According to a study including statisticians from the Department of Mathematics at King’s, Artificial Intelligence (AI) is unable to effectively identify whether someone has Covid-19 just on the sound of their cough.
A model that merely employed symptoms reported by individuals themselves combined with their demographic data, such as age and gender, did not outperform a system that used Machine Learning (ML) algorithms to detect Covid-19 infections, according to research that examined the accuracy of ML algorithms.
In order to ascertain whether AI classifiers could be used as a potential replacement for lateral flow tests, which could be less expensive, less environmentally wasteful, and more accurate, researchers undertook an independent review of how ML algorithms performed as a Covid-19 screening tool. This was commissioned by the UK Health Security Agency as part of the government’s pandemic response.
The project was overseen by the Alan Turing Institute and Royal Statistical Society and involved a group of researchers from the Universities of Oxford, Imperial College London, and University College London, as well as Professor Steven Gilmour, Dr. Davide Pigoli, Dr. Vasiliki Koutra, and Kieran Baker from the Department of Mathematics at King’s.
The team gathered and analyzed a dataset of audio recordings from 67,842 people who had also taken a PCR test and had been recruited in part through the NHS Test-and-Trace program and the REACT-1 study.

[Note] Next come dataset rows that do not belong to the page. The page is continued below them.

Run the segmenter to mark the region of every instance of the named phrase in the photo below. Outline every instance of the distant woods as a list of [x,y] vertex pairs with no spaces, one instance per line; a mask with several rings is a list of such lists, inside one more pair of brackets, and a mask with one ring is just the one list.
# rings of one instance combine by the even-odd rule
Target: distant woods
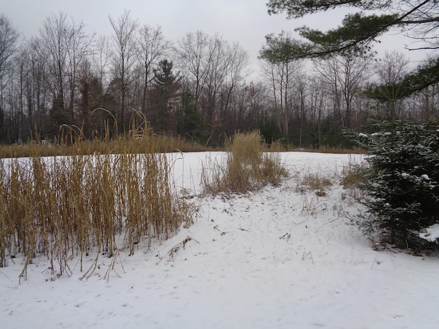
[[[23,39],[0,16],[0,143],[54,141],[65,127],[101,138],[146,121],[154,134],[212,146],[256,129],[269,143],[338,146],[346,143],[343,128],[360,131],[371,118],[439,117],[438,84],[397,97],[410,62],[396,52],[318,60],[265,53],[250,73],[246,50],[220,35],[197,31],[170,40],[129,12],[108,25],[109,35],[90,34],[59,13]],[[387,87],[372,90],[372,83]]]

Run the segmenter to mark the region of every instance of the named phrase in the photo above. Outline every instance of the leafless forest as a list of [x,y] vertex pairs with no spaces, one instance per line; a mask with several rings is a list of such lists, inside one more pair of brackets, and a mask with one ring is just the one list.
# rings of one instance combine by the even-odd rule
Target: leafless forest
[[147,121],[154,134],[206,145],[259,129],[268,141],[318,147],[343,145],[344,128],[360,131],[373,118],[439,115],[438,85],[403,100],[392,88],[380,101],[364,93],[372,82],[397,82],[413,66],[396,51],[260,60],[259,71],[249,72],[246,49],[220,35],[189,32],[171,40],[129,12],[108,24],[111,34],[92,35],[60,13],[24,38],[0,16],[0,142],[53,141],[67,127],[99,138]]

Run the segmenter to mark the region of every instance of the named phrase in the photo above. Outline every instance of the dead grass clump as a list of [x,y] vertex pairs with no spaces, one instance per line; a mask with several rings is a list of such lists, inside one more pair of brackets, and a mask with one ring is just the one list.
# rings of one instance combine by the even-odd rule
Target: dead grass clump
[[25,264],[41,255],[53,274],[69,274],[75,256],[132,254],[143,240],[191,223],[193,210],[177,195],[172,164],[152,132],[108,141],[94,155],[83,155],[84,146],[69,146],[73,156],[42,157],[38,147],[29,158],[0,161],[1,267],[19,254]]
[[225,163],[210,164],[211,169],[203,170],[204,193],[246,193],[267,184],[278,184],[287,171],[278,153],[268,150],[259,132],[236,134]]
[[306,173],[299,179],[296,187],[296,191],[305,193],[309,191],[313,191],[318,197],[327,195],[325,190],[332,186],[332,181],[318,173]]

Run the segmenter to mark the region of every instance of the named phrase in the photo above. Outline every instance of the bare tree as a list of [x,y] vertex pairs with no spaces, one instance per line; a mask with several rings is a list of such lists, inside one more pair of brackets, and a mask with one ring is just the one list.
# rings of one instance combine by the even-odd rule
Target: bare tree
[[[314,62],[314,67],[326,81],[332,97],[334,116],[342,127],[352,127],[355,97],[370,77],[370,56],[333,56]],[[335,123],[337,124],[337,123]]]
[[105,36],[99,36],[93,42],[93,52],[91,60],[96,75],[99,77],[101,86],[107,85],[106,76],[108,73],[108,56],[110,54],[108,40]]
[[131,19],[130,12],[126,10],[117,21],[112,17],[109,17],[109,20],[114,32],[111,36],[112,66],[115,77],[119,80],[121,97],[120,117],[117,119],[125,129],[128,86],[137,63],[134,37],[139,24]]
[[5,88],[5,77],[10,68],[18,39],[18,32],[9,19],[1,14],[0,16],[0,139],[4,139],[5,137],[3,99],[3,90]]
[[209,36],[198,30],[189,32],[177,42],[176,52],[182,73],[193,81],[193,96],[195,110],[211,69],[212,49],[209,49]]
[[282,135],[289,133],[289,114],[291,112],[291,92],[295,73],[301,63],[286,60],[281,62],[265,60],[261,62],[262,74],[268,77],[272,90],[274,107],[274,119]]

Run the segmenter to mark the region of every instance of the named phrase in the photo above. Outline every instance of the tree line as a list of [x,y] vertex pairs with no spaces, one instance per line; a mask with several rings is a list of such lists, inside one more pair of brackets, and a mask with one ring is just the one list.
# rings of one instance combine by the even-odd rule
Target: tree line
[[1,143],[53,141],[69,130],[100,138],[136,127],[212,146],[255,129],[268,142],[337,146],[346,143],[344,128],[361,131],[373,118],[439,115],[436,83],[399,97],[410,62],[398,52],[297,58],[278,51],[295,45],[282,32],[267,38],[250,79],[248,53],[220,35],[171,41],[126,11],[108,23],[111,34],[97,36],[59,13],[23,39],[0,16]]

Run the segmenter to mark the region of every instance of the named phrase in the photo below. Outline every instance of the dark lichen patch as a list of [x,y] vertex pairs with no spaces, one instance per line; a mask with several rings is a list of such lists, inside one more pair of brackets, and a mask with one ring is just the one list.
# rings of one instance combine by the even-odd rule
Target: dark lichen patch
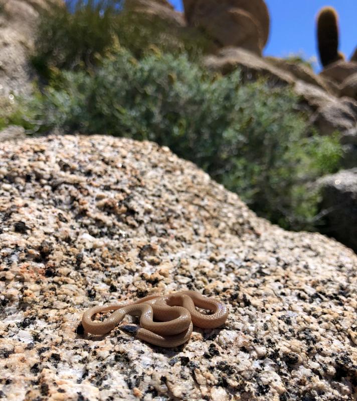
[[15,233],[20,233],[21,234],[26,234],[30,229],[26,226],[24,222],[16,222],[14,225],[14,229]]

Participants were instructed to record their breathing, talking, and coughing. Around 23,000 of them tested positive for Covid-19, according to the results of their PCR tests.
The findings of people’s Covid-19 test were then compared with the audio recordings that researchers used to develop a machine learning model. The results of earlier studies, including research by Massachusetts Institute of Technology, which reported up to 98.5 percent accuracy from AI classifiers predicting whether someone had Covid-19 based on audio recordings, were consistent with the initial findings of the current study. At first, in an unadjusted analysis of the data, the AI classifiers appeared to predict Covid-19 infection with high accuracy.
But, after further research, the findings from this most recent study showed a different picture.
“The AI models failed to perform well in terms of accuracy when we grouped participants of the same ages, genders, and symptoms into pairs, with only one of them having Covid-19, and evaluated these models on the matched data,” said Kieran Baker, PhD student at King’s College London and research assistant at the Alan Turing Institute.
The accuracy seems to be a result of confounding, a statistical effect. The model is learning that if you have symptoms in the audio, this is a proxy for Covid-19 infection, and no respiratory symptoms suggests Covid-free. Nearly all of the individuals in our sample who have Covid-19 have some symptoms. As a result, it overdiagnosed Covid-19 instances. Because Test and Trace only hired those with symptoms, the sample wasn’t representative of the general population, which leads to the confounding, according to Kieran Baker.
Our results show that audio-based AI classifiers were not able to outperform straightforward predicting ratings based on user reports of symptoms in real-world contexts.
Despite the fact that the study did not produce a novel treatment for Covid-19 or other diseases that require screening and diagnosis, the researchers were able to introduce new techniques for characterizing complex, high-dimensional bias and offer best-practice suggestions for handling recruitment bias. The results also provided new information for evaluating the usefulness of audio-based classifiers in pertinent real-world contexts.
Head of the Mathematics Department Professor Stephen Gilmour stated:
This study is current in that it emphasizes the need for prudence while developing machine learning evaluation techniques that are intended to produce meaningful performance indicators. Many applications in AI—where biases are frequently difficult to detect and difficult to correct for—can benefit from the crucial insights learned from this case study on the impacts of confounding. ” \s– Stephen Gilmour Kieran Baker, a professor, said:
Future systems that employ AI audio classifiers like this one are yet conceivable. Recent studies demonstrate improvements in the ability to identify chronic obstructive pulmonary disease (COPD) and sleep apnea using audio recordings.
But, “it is crucial that these models, together with the data, go through thorough model development and testing in order to be certain that this is really working as we anticipate.”